Look for grapes, honeydew, nectarines, peaches, and plums in August, and corn, bell peppers, spinach, tomato, and zucchini. Shopping at local farmers markets is a great way to support local farmers. The produce is usually fresher and easier on the pocketbook.
Getting your servings of fruits and vegetables can be easy if you sneak them into foods that you already eat. Some ways to incorporate them into your diet are to slice a banana and/or berries into a bowl of cereal, add some veggies to your sandwich, eat fruit with plain yogurt, slice up vegetables and stir fry them with chicken or tofu, drink low sodium tomato/vegetable juices, make a soup using lots of veggies, or choose fruit salad as a dessert. Fruit smoothies are also a great way to drink your fruit servings. However, be mindful of the serving size and ingredients, as they may be higher in calories than anticipated and also lower in fiber which may not be as satisfying.

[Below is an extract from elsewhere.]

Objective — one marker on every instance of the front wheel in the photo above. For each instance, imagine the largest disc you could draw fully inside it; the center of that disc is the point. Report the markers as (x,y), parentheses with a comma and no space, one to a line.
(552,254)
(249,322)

Consuming the recommended servings of fruits and vegetables will help you to receive the necessary vitamins and minerals for immune system health and antioxidant intake. At the end of the day, think about the foods youve eaten and what colors they are. Try to eat the colors of the rainbow! The more variety of colors in your fruits and vegetables, the greater variety of vitamins and minerals youve consumed. Many people find that eating more veggies and fruits gives them more energy, better skin, fewer illnesses, improved regularity, and weight management.
So, lets make the commitment to a combination of five veggies and fruits a day for better health. Cheers to a summer filled with veggies and fruits.